Su objetivo era llevar a cabo un simulacro de una misión con rumbo a Marte.
 
El proyecto Mars500 (Marte500), que desarrolló un instituto en Moscú, tenía como propósito determinar cómo la mente y el cuerpo humanos enfrentarían un viaje espacial de larga duración.
 
Apenas salieron, Urbina y los demás voluntarios, oriundos de Francia, China y Rusia, fueron puestos en cuarentena para ser sometidos a exámenes médicos.
 
A continuación reproducimos la conversación de BBC Mundo con Diego Urbina.
 
¿Cómo te sentiste al salir? ¿Qué hicieron?
 
Tuvimos varios chequeos médicos.

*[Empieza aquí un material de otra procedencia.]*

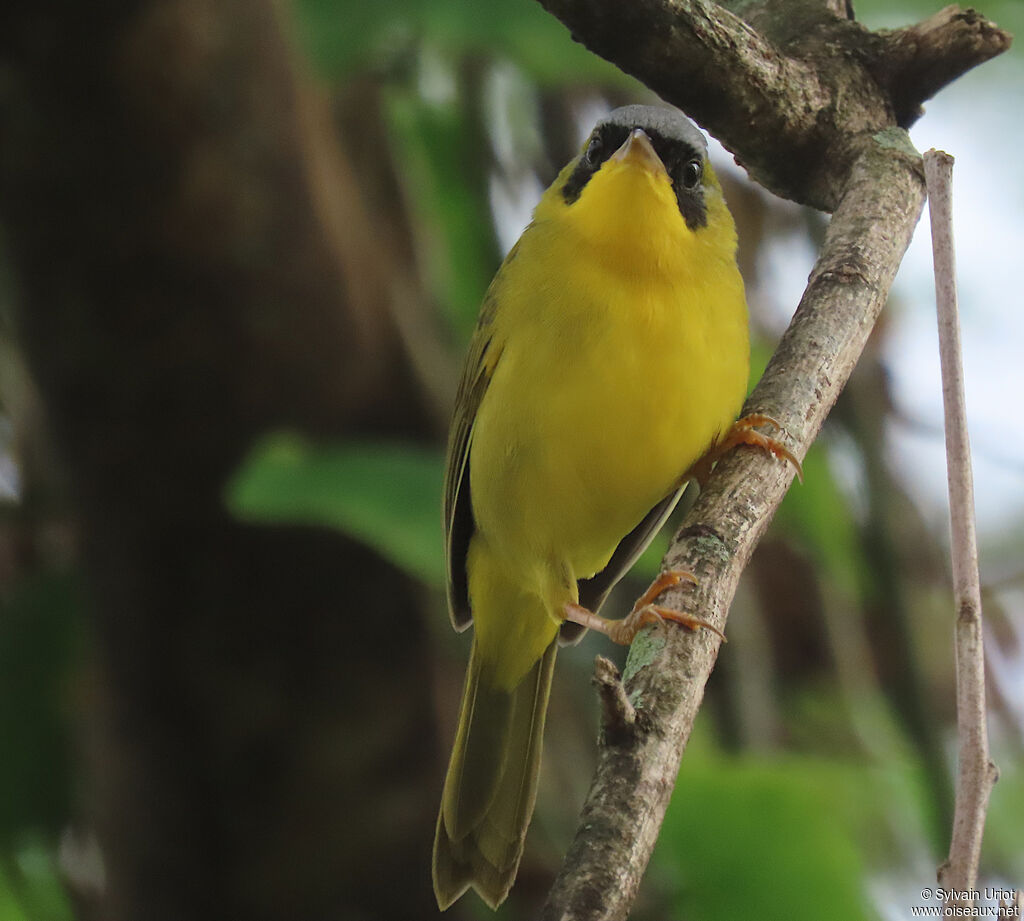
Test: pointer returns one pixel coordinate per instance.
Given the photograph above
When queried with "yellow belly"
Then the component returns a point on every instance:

Fue una fiesta para los sentidos porque vimos nuevas personas, comimos platillos diferentes. El almuerzo estimuló mucho nuestro paladar.
 
Sentimos como si hubiésemos comido madera durante un año y medio porque los sabores que sentíamos eran muy diferentes.
 
Fue muy bonito ver el amanecer, la naturaleza, el primer copo de nieve, pasar tiempo con la familia, hablar sobre las cosas que no se podían decir por email.
 
Los pequeños detalles uno los aprecia mucho.

¿Qué fue lo más difícil de ese año y medio?
 
El aislamiento. El ser humano es por naturaleza un ser social. Las cinco personas son excelentes, pero a uno le hace falta la variedad, tener diferentes puntos de vista.
 
Trabajar aislados de todo el mundo fue difícil. Además porque la comunicación con la Tierra era complicada. Fue difícil no poder decir todo lo que uno quería por los canales que había. Hubo retrasos en las comunicaciones de varios minutos. Cuando estábamos más lejos de la Tierra, teníamos un retraso de 20 minutos. No se podía hablar en vivo. La comunicación con el exterior era bastante limitada.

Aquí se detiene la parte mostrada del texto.